Solved

Reoccurring Network Connectivity problem

Posted on 2008-06-16
15
252 Views
Last Modified: 2010-04-10
For several months we have a reoccurring problem with network connectivity on some workstations.  They will loose network connectivity beyond their subnet.  Regardless of various troubleshoot steps it has always been found that changing to a different IP address resolves the problem.  Network connectivity beyond their subnet is restored.

This has been occurring on the same subnet.  The IP address is obtained automatically without trouble through DHCP.  The DHCP request is forwarded by the ip helper-address command on the Cisco Catalyst switches.  But the workstations are unable to contact services beyond their subnet.  For example ping the gateway is successful.  Printing to a network printer on the same subnet is successful.  But the domain controllers and DNS which are on another subnet are unreachable.  The problem is resolved by nothing more than forcing the workstation to use a different IP address.  Such as configuring a static IP address outside of the DHCP range.  If the workstation has a static address, configuring back to DHCP returns the original IP.  Since the problem began it has rotated on some of the same workstations.  Toggling between static IP and DHCP IP has been the temporary resolution until they loose network connectivity again.  

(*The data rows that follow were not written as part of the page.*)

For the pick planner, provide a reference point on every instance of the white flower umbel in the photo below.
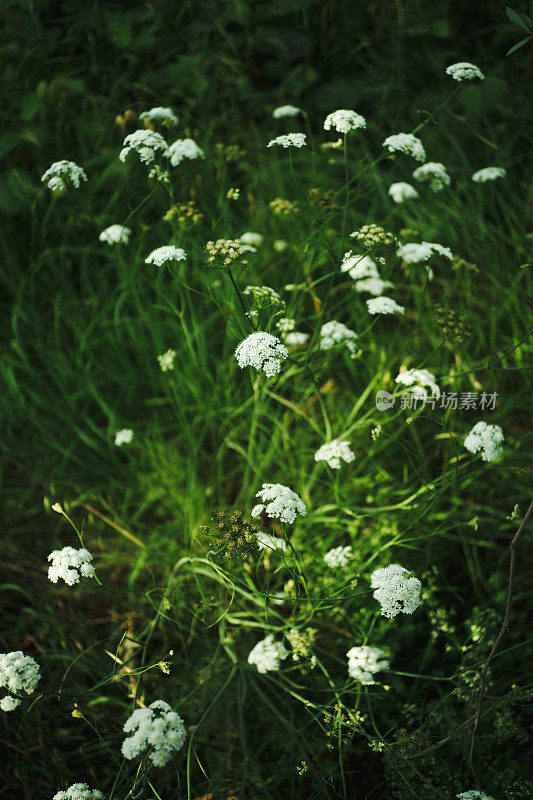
(265, 541)
(418, 378)
(405, 143)
(486, 440)
(62, 175)
(160, 116)
(286, 111)
(288, 140)
(79, 791)
(338, 557)
(400, 192)
(165, 255)
(183, 149)
(146, 144)
(263, 351)
(123, 437)
(166, 361)
(334, 452)
(156, 730)
(267, 655)
(384, 305)
(335, 333)
(115, 234)
(70, 565)
(488, 174)
(279, 502)
(18, 673)
(463, 71)
(395, 590)
(433, 173)
(364, 662)
(344, 120)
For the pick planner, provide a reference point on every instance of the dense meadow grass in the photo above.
(182, 592)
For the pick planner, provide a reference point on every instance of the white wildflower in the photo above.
(165, 255)
(123, 437)
(147, 145)
(344, 120)
(70, 565)
(364, 662)
(338, 557)
(433, 172)
(267, 655)
(166, 361)
(463, 71)
(400, 192)
(157, 730)
(279, 502)
(384, 305)
(288, 140)
(395, 590)
(263, 351)
(182, 149)
(63, 174)
(334, 333)
(115, 234)
(488, 174)
(405, 143)
(286, 111)
(486, 440)
(334, 452)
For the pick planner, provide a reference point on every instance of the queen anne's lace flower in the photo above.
(395, 590)
(156, 730)
(79, 791)
(286, 111)
(405, 143)
(384, 305)
(488, 174)
(263, 351)
(463, 71)
(147, 144)
(338, 557)
(279, 502)
(63, 174)
(335, 451)
(182, 149)
(165, 255)
(70, 565)
(400, 192)
(123, 437)
(159, 115)
(334, 333)
(364, 662)
(433, 172)
(288, 140)
(344, 120)
(486, 440)
(267, 655)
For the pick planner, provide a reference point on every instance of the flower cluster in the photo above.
(62, 174)
(364, 662)
(263, 351)
(395, 590)
(338, 557)
(344, 120)
(279, 502)
(156, 730)
(335, 451)
(70, 565)
(485, 439)
(267, 655)
(115, 234)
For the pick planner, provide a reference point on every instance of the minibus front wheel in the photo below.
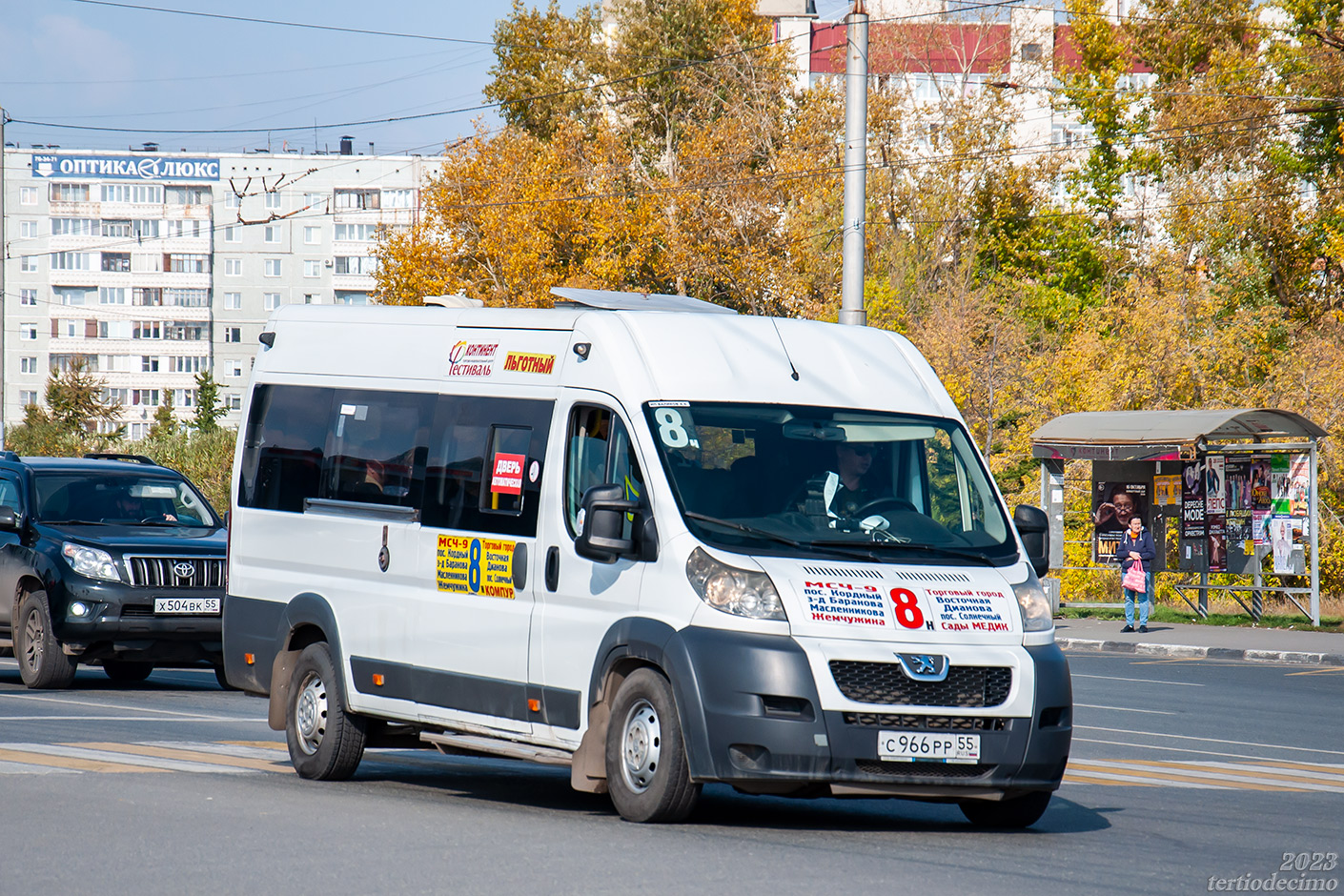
(325, 742)
(646, 771)
(1012, 813)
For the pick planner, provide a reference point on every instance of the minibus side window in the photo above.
(465, 442)
(282, 449)
(599, 452)
(377, 446)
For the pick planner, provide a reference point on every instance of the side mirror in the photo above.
(1033, 528)
(603, 511)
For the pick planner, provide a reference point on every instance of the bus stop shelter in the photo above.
(1238, 484)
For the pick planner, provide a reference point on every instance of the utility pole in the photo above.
(855, 164)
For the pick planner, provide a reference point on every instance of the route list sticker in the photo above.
(476, 566)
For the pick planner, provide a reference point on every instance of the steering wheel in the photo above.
(887, 502)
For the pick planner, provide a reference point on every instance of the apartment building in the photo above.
(153, 266)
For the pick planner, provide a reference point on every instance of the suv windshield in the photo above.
(823, 481)
(121, 499)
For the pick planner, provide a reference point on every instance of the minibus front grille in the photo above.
(921, 768)
(176, 573)
(887, 682)
(905, 722)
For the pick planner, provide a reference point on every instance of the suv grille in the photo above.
(176, 573)
(887, 682)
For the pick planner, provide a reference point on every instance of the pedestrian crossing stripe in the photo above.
(1266, 774)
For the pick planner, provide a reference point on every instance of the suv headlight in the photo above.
(1033, 604)
(91, 561)
(738, 591)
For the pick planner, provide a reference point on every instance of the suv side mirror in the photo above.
(1033, 528)
(603, 508)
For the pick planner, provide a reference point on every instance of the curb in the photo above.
(1190, 652)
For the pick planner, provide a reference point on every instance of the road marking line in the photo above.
(190, 755)
(1215, 741)
(1191, 777)
(1147, 682)
(1154, 712)
(92, 752)
(71, 764)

The DHCP is using reservations to prevent foreign objects from easily obtain IP information.

Can anyone relate to this problem?  Do any particular unusual troubleshooting steps come to mind?
0
Comment
Question by:Dovermen
  • 8
  • 7
15 Comments
 
LVL 57

Expert Comment

by:giltjr
ID: 21801817
When this occurs can the PC's ping the IP address of the router for their subnet?

Is the catalyst switch on the same subnet as the computers?  Can the catalyst switch ping the router?

0
 

Author Comment

by:Dovermen
ID: 21803318
Yes, the PC can ping the gateway for their subnet.

The only IP address assign to the switch is a different subnet.  The Catalyst switch can ping the gateways.
0
 
LVL 57

Expert Comment

by:giltjr
ID: 21803466
O.K., that means that the path between the computer and the router/gateway is fine.

So you need to start looking at the path between the router/gateway and the rest of the network.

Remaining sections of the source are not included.